There are two Californians, the Bay Area Californian and the Southern Californian. Actually, there's probably a third, the rural Californian, but they are not competitive, so they don't count. As a second generation native of Los Angeles, I'm supposed to identify as a Southern Californian.
For some unknown reason, the Northern California people have given themselves the title of Big Brother, viewing us lesser natives at the bottom half of the state as a lower species. In the Bay Area, there are those who view themselves as near royalty, because theirs is a more established aristocracy. We poor southerners can never expect our elite to be any better than nouveau riche. A former pig farmer from Nebraska can suddenly make it big in Silicone Valley or the San Francisco stock exchange and suddenly he is upper crust with season tickets to the opera, the ballet, and the symphony, and wears a tux to the dive bars in North Beach. He prides himself with being one of the boys by riding on the outside of the cable cars, holding the safety bar in one hand and leaning out toward the street with his body, just like the tourists. There may be more money in Southern California, but it is tainted by where it comes from, movies and television, real estate, and construction. There are more yachts in the harbors of Newport, San Diego, Long Beach, and Marina Del Rey than in all of Northern California, but who owns them? Certainly not the gentleman sailor who braves the waves with one hand on the wheel and the other with a freshly shaken martini.
Our northern brethren look down on us. We have opera companies, symphonies, museums, and concert halls where world class artists perform, but we are fledgling attendees who have no idea what we are witnessing. They think we'll applaud a pigeon who inadvertently flits into the auditorium. A bay area resident enters a concert hall or a museum already indoctrinated, because he or she was born cultured, even if Dad was a crab fisherman or a dishwasher at Tadich Grill.

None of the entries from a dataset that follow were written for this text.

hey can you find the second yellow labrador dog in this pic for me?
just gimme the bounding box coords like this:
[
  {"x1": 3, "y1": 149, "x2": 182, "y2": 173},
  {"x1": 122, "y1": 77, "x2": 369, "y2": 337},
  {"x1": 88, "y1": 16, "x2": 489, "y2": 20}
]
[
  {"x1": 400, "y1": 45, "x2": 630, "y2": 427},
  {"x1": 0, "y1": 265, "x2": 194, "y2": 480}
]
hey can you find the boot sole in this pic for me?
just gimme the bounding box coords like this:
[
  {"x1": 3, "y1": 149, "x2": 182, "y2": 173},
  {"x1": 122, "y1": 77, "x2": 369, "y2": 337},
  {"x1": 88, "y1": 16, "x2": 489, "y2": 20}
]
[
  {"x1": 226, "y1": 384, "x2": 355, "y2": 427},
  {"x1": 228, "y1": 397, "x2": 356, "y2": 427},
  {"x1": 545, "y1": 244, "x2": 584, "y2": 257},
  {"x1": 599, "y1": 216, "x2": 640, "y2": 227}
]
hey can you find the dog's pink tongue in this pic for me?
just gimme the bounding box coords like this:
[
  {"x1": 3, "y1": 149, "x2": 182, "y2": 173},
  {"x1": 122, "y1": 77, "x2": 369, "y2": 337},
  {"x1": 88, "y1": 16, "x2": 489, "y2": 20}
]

Basically, Northerners think of themselves as old California and we are the newbies. The facts are, the Spanish introduced European culture to San Diego first, then proceeded northward until they ended at the northern missions. The first capital was neither in the south or north, but squarely in the middle at Monterey. One thing Northern Californians won't acknowledge is the fact that the mass migration of European intellectuals, composers like Schoenberg and Korngold, writers like Mann and Brecht, a slew of actors and directors escaping the Nazis, chose to settle in Los Angeles of all places. It became the cultural center of the state and second only to New York.
If you really want a great laugh, it is from what annoys Bay Area residents most about we Socals, as we like to call ourselves. It is the fact that we put the word THE in front of our freeways. That really sets them off and it shouldn't. After all, we invented the freeway, so we can call it anything we damn well please. Every time I'm accosted about the word THE, I explain. Once upon a time there was one freeway, the Pasadena Freeway. "How are you getting to L.A?" "On the freeway." You wouldn't say I'm going freeway, that sounds like baby talk. You say, "On the Pasadena Freeway, the Hollywood Freeway." So, when the freeways no longer had names, but numbers, we still used "THE 405" and if you've ever been on the 405 you know it needs a THE, because it is THE BIGGEST disaster ever created by man. Now, in deference to my northern brethren, the moment I reach Santa Barbara, I am no longer on THE 101, I'm on 101 or 1 or 5 or whatever number the highway has.
If the Bay Area really wants to complain about us, how about we're stealing their water, because we have to to survive. Or, how about we don't walk about with our noses in the air or the fact that cocktail hour in So Cal begins at 5 p.m. instead of the moment the bars open.
Of course, my rant is half in jest. We in Southern California revere our northern neighbors, especially those San Franciscans. Those Golden Gaters really do have bragging rights. They can boast about one of the most beautiful cities in the world, its diversity, and above all that food. If there is a foodie capital on earth, it's got to be Frisco (which we sometimes say in the south, but a Bay Area native would never utter such an abomination). There's a wonderful restaurant every few feet, more per capita than in city in the country. I, as a lowly southerner, try to make a pilgrimage to that wonderful city at least once a year. I adore it, as do most of my peers. The Bay Area has everything, beauty, some of the world's greatest wines, shopping, and fascinating people. In truth, I consider myself a Californian and refuse to label myself by region. Perhaps that's why I've chosen to live smack dab in the middle of the state, half way between Los Angeles and San Francisco.